At some point following the weak weeping, I found a dry towel (where in heaven I got the energy and the thought to even do so is a flipping miracle). I wiped down my beloved guitar, and stored it in a then-dry place in the living room. I went to the kitchen for yet another repurposed pan and I set it in the previously *perfectly feng shui place* of my guitar. I drank a glass full of water because I knew that I must, and that made me angry: “More water? Really?” Jazz and I returned to the cocoon; it was still warm and dry there . . . as long as we didn’t move abruptly. That wasn’t really an issue, especially since I had expended about all of my “excess” energy for the day.
And it was only 4:00AM.
My condition worsened. I resigned to the fact that I was going to die. I called my former boyfriend (who soon after became my boyfriend again, and who is now my husband) and I croaked out my story. I told him that I was worried about Jazz in case I lost consciousness. He drove through rush-hour traffic — in the pouring rain — to check in on me and Jazz. Or maybe that didn’t happen; I was a delirious mess. Could it have been a dream? If so, it was entirely realistic.
Whether real or imagined, the genuine caring efforts of my former boyfriend inspired in me a reason to go on living.
It took me three weeks to recover fully on the physical level. On the spiritual front, my appreciation for Life as a creator being deepened immensely. Despite El Niño going on for several more months, I jogged nearly every day, cut out a few unhealthy foods from my diet (not the wine, haha), and crafted several new songs on my ruined guitar. Not unsurprisingly, a lot of them were about rain and/or reverence for Life: "Raining on My Pillow," "Black Cloud," "Second Chance," and "Medicate My Soul."
Eventually, I got a new guitar. It’s a long story, but the the landlord’s nieces, who lived in Minnesota, helped me to pay for it by reducing my rent over two months.

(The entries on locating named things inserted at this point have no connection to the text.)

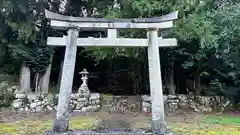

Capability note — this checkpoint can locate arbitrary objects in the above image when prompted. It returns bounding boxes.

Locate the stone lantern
[78,68,90,97]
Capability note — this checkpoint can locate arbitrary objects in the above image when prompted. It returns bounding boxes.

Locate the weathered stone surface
[30,102,38,109]
[12,101,23,108]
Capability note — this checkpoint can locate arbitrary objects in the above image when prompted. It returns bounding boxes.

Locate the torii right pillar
[147,28,167,135]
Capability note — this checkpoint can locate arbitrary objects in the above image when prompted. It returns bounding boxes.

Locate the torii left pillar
[53,27,79,132]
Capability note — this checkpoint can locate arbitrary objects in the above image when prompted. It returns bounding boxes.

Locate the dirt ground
[0,109,203,128]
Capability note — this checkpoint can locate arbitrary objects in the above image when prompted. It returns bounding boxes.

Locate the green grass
[0,116,98,135]
[204,115,240,126]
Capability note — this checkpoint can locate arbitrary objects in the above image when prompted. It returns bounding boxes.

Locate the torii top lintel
[45,10,178,29]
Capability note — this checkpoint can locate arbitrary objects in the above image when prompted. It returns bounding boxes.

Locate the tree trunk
[19,62,31,93]
[168,57,176,95]
[194,71,201,95]
[33,73,40,93]
[168,68,176,95]
[57,61,63,90]
[53,28,79,132]
[40,57,52,93]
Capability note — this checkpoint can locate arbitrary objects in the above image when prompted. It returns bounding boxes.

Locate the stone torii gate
[45,10,178,135]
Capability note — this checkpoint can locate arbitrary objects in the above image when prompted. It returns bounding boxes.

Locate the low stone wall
[142,94,231,112]
[12,93,100,112]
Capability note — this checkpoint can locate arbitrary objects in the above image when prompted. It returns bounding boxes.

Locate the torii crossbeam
[45,10,178,135]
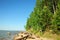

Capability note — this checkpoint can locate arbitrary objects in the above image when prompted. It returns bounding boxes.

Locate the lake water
[0,30,20,40]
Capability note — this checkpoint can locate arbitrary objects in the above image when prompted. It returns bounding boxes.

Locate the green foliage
[25,0,60,33]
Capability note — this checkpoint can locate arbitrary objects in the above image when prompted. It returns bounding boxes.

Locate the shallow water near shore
[0,30,20,40]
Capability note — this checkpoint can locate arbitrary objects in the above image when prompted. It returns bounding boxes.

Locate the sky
[0,0,36,31]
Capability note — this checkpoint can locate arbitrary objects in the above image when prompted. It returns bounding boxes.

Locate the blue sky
[0,0,36,30]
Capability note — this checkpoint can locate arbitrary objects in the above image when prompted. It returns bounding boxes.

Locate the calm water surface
[0,30,20,40]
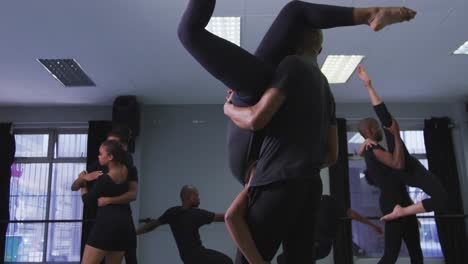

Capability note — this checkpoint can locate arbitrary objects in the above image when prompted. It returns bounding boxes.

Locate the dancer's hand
[80,171,102,181]
[385,119,400,136]
[357,64,371,87]
[224,89,234,116]
[372,225,384,235]
[226,89,234,104]
[98,197,111,207]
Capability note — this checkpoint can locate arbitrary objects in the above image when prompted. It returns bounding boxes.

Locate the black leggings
[402,157,448,213]
[125,248,138,264]
[379,215,424,264]
[236,175,322,264]
[178,0,355,182]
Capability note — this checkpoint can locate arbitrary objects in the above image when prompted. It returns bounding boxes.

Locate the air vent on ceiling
[38,59,96,87]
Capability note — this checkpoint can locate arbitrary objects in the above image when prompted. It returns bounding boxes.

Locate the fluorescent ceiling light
[322,55,364,83]
[348,133,364,144]
[453,41,468,55]
[206,17,240,46]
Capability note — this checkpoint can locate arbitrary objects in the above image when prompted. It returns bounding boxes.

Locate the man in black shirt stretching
[137,186,232,264]
[224,29,338,264]
[277,195,384,264]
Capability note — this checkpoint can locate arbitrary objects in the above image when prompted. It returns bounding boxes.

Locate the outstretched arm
[224,88,286,130]
[213,213,225,222]
[136,219,162,235]
[346,208,384,235]
[357,64,383,106]
[71,171,102,191]
[373,120,405,170]
[322,125,338,168]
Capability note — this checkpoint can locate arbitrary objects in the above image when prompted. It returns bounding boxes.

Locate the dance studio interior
[0,0,468,264]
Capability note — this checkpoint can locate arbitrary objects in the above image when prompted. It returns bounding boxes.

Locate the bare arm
[71,171,102,191]
[226,187,265,264]
[136,219,162,235]
[358,65,405,169]
[373,120,405,170]
[322,125,338,168]
[357,64,383,106]
[346,208,383,235]
[224,88,286,130]
[98,181,138,206]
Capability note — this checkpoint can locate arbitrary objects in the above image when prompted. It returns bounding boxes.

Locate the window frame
[346,124,443,260]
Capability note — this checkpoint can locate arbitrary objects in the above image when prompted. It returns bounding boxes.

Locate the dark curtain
[329,118,353,264]
[81,121,112,256]
[424,117,468,264]
[0,123,15,263]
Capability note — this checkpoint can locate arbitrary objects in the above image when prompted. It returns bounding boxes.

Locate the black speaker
[112,95,140,152]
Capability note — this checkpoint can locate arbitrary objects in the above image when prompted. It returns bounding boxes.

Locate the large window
[5,129,88,262]
[348,130,442,258]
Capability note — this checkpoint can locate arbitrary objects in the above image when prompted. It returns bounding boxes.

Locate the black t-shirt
[158,206,215,259]
[81,173,131,214]
[88,152,138,182]
[317,195,347,241]
[251,56,336,186]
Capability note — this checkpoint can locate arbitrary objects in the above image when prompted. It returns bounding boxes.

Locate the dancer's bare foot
[369,7,416,31]
[380,205,403,222]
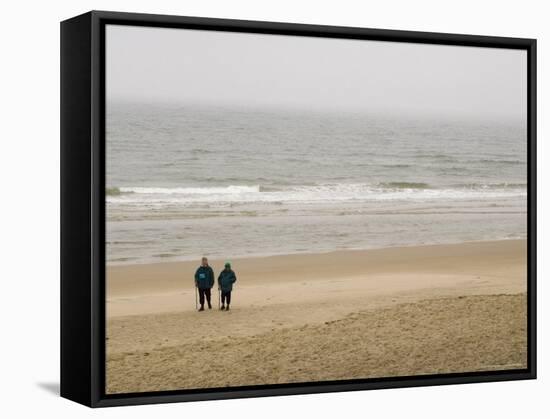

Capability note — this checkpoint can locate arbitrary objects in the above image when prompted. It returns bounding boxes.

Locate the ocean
[106,103,527,265]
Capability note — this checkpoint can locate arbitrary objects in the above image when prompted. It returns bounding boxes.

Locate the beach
[106,240,527,393]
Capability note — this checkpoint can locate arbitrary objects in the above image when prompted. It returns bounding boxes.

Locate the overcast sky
[106,25,527,119]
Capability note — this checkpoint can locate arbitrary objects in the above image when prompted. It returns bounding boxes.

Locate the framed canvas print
[61,11,536,407]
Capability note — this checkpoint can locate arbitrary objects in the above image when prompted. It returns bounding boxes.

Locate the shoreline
[106,240,527,317]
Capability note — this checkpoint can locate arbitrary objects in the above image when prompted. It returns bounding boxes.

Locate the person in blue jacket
[218,262,237,311]
[195,257,214,311]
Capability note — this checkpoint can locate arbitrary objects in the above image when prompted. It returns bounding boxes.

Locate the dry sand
[107,240,527,393]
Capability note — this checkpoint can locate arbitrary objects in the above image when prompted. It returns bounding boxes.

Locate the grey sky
[106,25,527,119]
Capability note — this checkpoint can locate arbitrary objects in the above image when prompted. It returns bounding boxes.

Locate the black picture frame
[61,11,536,407]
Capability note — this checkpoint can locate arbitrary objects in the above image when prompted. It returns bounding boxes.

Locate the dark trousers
[199,288,210,307]
[222,291,231,306]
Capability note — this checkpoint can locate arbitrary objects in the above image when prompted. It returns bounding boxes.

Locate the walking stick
[195,285,199,310]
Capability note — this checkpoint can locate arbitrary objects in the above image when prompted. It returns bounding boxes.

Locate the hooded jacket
[195,266,214,289]
[218,269,237,292]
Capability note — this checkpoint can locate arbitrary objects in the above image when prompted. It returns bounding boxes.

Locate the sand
[107,240,527,393]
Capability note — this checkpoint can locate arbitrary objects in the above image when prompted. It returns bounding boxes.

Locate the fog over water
[106,26,527,264]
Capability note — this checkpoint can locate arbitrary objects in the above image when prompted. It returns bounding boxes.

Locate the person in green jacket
[195,257,214,311]
[218,262,237,311]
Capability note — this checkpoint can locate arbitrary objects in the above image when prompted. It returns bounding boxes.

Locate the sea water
[106,103,527,264]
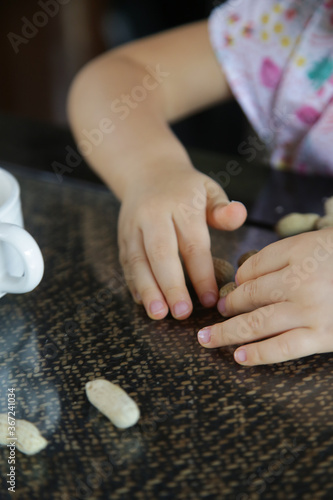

Actually, I bought two guitars: One acoustic and one electric, but the trustees only credited me for the damaged guitar which I said was fairly valued at $200. I also acquired a stand-alone Yamaha digital recording device.
This is just one of the demos I recorded in the Venice guest house:
I sang and played everything, including the twinky piano part, done on my cheap 66-key Casio keyboard.
FINAL THOUGHTS:
There is definitely something deep in our DNA about floods and other such Ragnarök events that trigger unhealed memories. I think that my “El Niño tried to kill me” experience was a period in which I had the opportunity to either heal that ancestral trauma . . . or die. And here I am to say that El Niño lost the challenge.
Note to my readers: This post was inspired by the stories and deep writings of Mark Bisone at his Substack blog:
Thanks everyone for reading and listening. Feel free to comment in a well-thought manner! I’ll share something else from my repertoire in the coming week or two.
Sharine.
P.S. I was just about to post this article, and I thought, maybe I should write a song called “Raining on My Guitar”!
Love your song .... and your cat!
I probably shouldn't say (write?) this but your friends don't sound like friends to me. The taxi driver was a better friend than they were. So was your ex who is now your husband (congratulations, you have a good man).
What an ordeal. I have some wild and weird memories of my ten years of being single, most of which I will take to the grave.
Sometimes the kindness of a stranger is an unexpected and wonderful surprise. Kudos to Ron for being your white knight, helps me to understand him too.